In comparison, MoMA's new building, designed by Yoshio Taniguchi which opened in 2005, is an even grander homage to the wide, white space. Most of the 125 000 new square feet of gallery space has been dedicated to contemporary art. Despite nearly doubling its entrance fees it has been tremendously successful. It is almost always overflowing with crowds because it provides an unparalleled museum experience. The old MoMA was already the most popular modern-art museum in the US not just because it was the first, but because it retained an air of scholarly intimacy, even after its 1984 renovation. Today, its success has come from an expansion based largely on buying into the publicity-driven scale and impact of much contemporary art. In accepting the Chelsea-fication of the art world, it seems to be succeeding as the country's most popular contemporary-art museum as well. For the contemporary museum (and art gallery), leaping backwards to the 19th century salon, the crowd is now as important as the work. The work, as was the case with Delacroix, becomes a means of captivating the masses. At the new MoMA, this is oddly most evident where there is the least art: in the nearly empty interior atrium. Originally intended to be an indoor sculpture garden to rival that of Philip Johnson's now-restored outdoor garden, it has remained bereft, reserved for corporate parties. In it, even the overblown spiritual aspirations of Barnett Newman's "Broken Obelisk" appear insignificant. The space is a cathedral-sized tribute to the white cube, an excessive voiding of space in a city where nothing is more valuable, kept on standing reserve for the exhibition of cocktail-sipping investment bankers whose companies underwrite the exhibitions on display. Like the Metropolitan Museum's use of the Temple of Dendur to host parties, and thanks to the lack of public funding for the arts in the US, the very heart of the MoMA has succumbed to the "temple of dinner" disease.

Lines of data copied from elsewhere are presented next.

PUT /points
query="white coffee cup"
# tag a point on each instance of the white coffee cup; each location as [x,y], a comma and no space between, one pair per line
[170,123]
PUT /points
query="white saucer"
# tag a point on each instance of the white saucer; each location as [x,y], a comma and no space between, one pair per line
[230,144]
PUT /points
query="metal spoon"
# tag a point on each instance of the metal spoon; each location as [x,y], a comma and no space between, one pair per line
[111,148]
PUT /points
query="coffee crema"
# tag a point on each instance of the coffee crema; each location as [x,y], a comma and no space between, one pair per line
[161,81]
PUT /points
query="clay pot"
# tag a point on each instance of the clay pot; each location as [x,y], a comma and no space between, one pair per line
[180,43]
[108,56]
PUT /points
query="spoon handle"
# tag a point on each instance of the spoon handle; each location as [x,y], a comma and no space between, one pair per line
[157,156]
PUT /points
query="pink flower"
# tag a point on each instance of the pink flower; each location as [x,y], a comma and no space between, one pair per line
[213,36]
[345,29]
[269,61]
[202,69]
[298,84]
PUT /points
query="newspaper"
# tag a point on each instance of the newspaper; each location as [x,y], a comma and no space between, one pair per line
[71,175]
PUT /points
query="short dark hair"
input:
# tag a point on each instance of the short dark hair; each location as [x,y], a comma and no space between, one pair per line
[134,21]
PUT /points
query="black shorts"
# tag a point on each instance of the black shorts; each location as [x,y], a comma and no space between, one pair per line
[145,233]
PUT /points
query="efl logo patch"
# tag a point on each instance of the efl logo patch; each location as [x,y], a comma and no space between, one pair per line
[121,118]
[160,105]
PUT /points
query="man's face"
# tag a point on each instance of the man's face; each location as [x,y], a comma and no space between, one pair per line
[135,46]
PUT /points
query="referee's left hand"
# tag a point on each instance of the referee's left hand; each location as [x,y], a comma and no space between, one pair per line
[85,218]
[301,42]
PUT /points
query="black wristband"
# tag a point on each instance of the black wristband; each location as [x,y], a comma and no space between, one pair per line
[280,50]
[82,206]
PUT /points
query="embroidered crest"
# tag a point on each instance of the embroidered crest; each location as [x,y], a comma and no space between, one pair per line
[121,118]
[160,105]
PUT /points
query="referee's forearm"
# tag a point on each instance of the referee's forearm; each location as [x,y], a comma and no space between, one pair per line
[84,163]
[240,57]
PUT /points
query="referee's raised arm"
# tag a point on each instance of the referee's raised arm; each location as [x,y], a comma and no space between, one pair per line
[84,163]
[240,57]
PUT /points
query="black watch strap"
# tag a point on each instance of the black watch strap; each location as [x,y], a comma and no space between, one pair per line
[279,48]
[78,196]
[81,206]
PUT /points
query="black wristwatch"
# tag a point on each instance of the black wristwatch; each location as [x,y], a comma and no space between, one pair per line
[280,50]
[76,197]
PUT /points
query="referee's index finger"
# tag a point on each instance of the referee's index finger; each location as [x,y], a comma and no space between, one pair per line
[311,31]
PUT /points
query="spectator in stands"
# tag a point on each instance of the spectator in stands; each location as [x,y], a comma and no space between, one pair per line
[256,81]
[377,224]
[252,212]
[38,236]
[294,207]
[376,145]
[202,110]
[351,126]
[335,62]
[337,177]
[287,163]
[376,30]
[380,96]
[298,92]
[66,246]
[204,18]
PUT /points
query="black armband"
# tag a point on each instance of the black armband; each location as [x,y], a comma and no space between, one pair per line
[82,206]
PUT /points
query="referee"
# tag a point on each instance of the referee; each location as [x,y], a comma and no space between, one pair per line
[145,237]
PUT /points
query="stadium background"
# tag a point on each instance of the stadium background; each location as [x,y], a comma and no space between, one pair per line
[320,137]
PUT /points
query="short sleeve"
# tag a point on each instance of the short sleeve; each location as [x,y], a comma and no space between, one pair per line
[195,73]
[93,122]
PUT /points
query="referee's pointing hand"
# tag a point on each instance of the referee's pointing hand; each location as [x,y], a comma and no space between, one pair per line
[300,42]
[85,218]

Conversely, at the heart of the new ICA lies one of its most striking features: a computer-filled, education-department overseen "mediatheque" hanging from the underside of the cantilevered galleries. From the outside it looks like a hatch descending toward the water. Its fully glass-paned end reflects the water and land across the harbor like a moving landscape painting affixed to the building's exterior. From the inside it steps down, forming another set of benches, pointing downwards to frame a view filled edge-to-edge with an ever-mobile image of the water below. The room is modest in size (one of the few modest spaces in any recent contemporary museum), the image-wall at the end about the same size as the works of art in the galleries and so also about the size of a movie screen. The window becomes a point of reflection on the spectacular public address of contemporary art in its competition with the culture industry for the public's entertainment dollars. Its view overwhelms the computer screens and hushes the excitement of the surrounding galleries, opening onto the predicaments of the contemporary art museum today. In its contemplative quietude, the architects have managed to simultaneously acknowledge and counter the accession of the museum experience to corporate-underwritten, culture-industry-sized entertainment. Like the stairs outside they have generously provided a place of respite, here for the crowds to take a break from getting their money's worth of the art experience.